Perfusion. 2011 Sep;26(5):394-9. doi: 10.1177/0267659111409970. Epub 2011 May 18.

Abstract

INTRODUCTION

This study was performed to determine the clinical application of rest 99mTc-sestamibi in the assessment of viability and functional improvement of the left ventricle (LV) myocardium in the post-thrombolytic therapy of acute myocardial infarction (AMI).

MATERIAL AND METHODS

In 37 patients with AMI who received thrombolytic therapy, 2-dimensional (2D) echocardiography, as well as the resting redistribution of 99mTc-sestamibi, was investigated, both within 1 week and 3-5 months after AMI. The predictive capacity of the perfusion percentage for myocardial function recovery was evaluated. Also, the capacities of the possible variables in the prediction of recovery of myocardial function resulting from a change in LV ejection fraction (EF) were evaluated using stepwise multiple regression analysis.

RESULTS

Thirty-seven patients (30 men and 7 women; mean age: 58±14 years) with AMI were enrolled in the study. Redistribution was observed in 35 and 50 segments of the initial and follow-up scans, respectively.
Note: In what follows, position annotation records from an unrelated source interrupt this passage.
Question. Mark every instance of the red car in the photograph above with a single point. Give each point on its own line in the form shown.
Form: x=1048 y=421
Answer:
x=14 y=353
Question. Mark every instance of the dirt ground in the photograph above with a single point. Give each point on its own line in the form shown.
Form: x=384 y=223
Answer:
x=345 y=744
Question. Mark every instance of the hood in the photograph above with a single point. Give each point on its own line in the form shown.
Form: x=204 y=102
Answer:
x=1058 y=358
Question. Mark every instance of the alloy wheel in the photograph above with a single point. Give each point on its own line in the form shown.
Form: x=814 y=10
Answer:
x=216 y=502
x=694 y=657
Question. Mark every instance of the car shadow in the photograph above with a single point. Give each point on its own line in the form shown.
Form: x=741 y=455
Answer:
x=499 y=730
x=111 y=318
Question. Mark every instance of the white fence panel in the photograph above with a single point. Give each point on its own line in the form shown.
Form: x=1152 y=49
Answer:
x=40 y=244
In addition, 146 segments with reverse redistribution (RR), both in the initial scan (118 segments) and the follow-up scan (86 segments), were also observed. An apparent difference in wall motion scores was seen between the initial and follow-up echocardiographs (p<0.001). Furthermore, using the optimal cut-off point of perfusion percentage in each image set, sensitivity as well as specificity and likelihood ratio (LR) for the improvement of regional wall motion after 3-5 months were defined.

CONCLUSION

These data showed that redistribution and reverse redistribution of 99mTc-sestamibi post thrombolytic therapy can be used as a marker of viability to predict the recovery of segmental wall motion abnormality (stunning), as well as the improvement of segmental perfusion uptake. This study also demonstrates that the resting 99mTc-sestamibi SPECT can be used for an approximate assessment of LV function status and can predict the recovery of jeopardized myocardium function after thrombolytic therapy.

摘要

引言

本研究旨在确定静息态99mTc-司他比在急性心肌梗死(AMI)溶栓治疗后左心室(LV)心肌存活能力及功能改善评估中的临床应用。

材料与方法

对37例接受溶栓治疗的AMI患者,在AMI后1周内及3至5个月时进行二维(2D)超声心动图检查以及静息态99mTc-司他比再分布研究。评估灌注百分比对心肌功能恢复的预测能力。此外,使用逐步多元回归分析评估可能变量对左心室射血分数(EF)变化导致的心肌功能恢复的预测能力。

结果

37例AMI患者(30例男性,7例女性;平均年龄:58±14岁)纳入本研究。初始扫描和随访扫描分别观察到35个和50个节段有再分布。此外,在初始扫描(118个节段)和随访扫描(86个节段)中均观察到146个节段有反向再分布(RR)。初始和随访超声心动图之间的壁运动评分存在明显差异(p<0.001)。此外,利用每组图像中灌注百分比的最佳截断点,确定了3至5个月后区域壁运动改善的敏感性、特异性和似然比(LR)。

结论

这些数据表明,溶栓治疗后99mTc-司他比的再分布和反向再分布可作为存活能力的标志物,用于预测节段性壁运动异常(心肌顿抑)的恢复以及节段性灌注摄取的改善。本研究还表明,静息态99mTc-司他比单光子发射计算机断层扫描(SPECT)可用于左心室功能状态的大致评估,并可预测溶栓治疗后濒危心肌功能的恢复。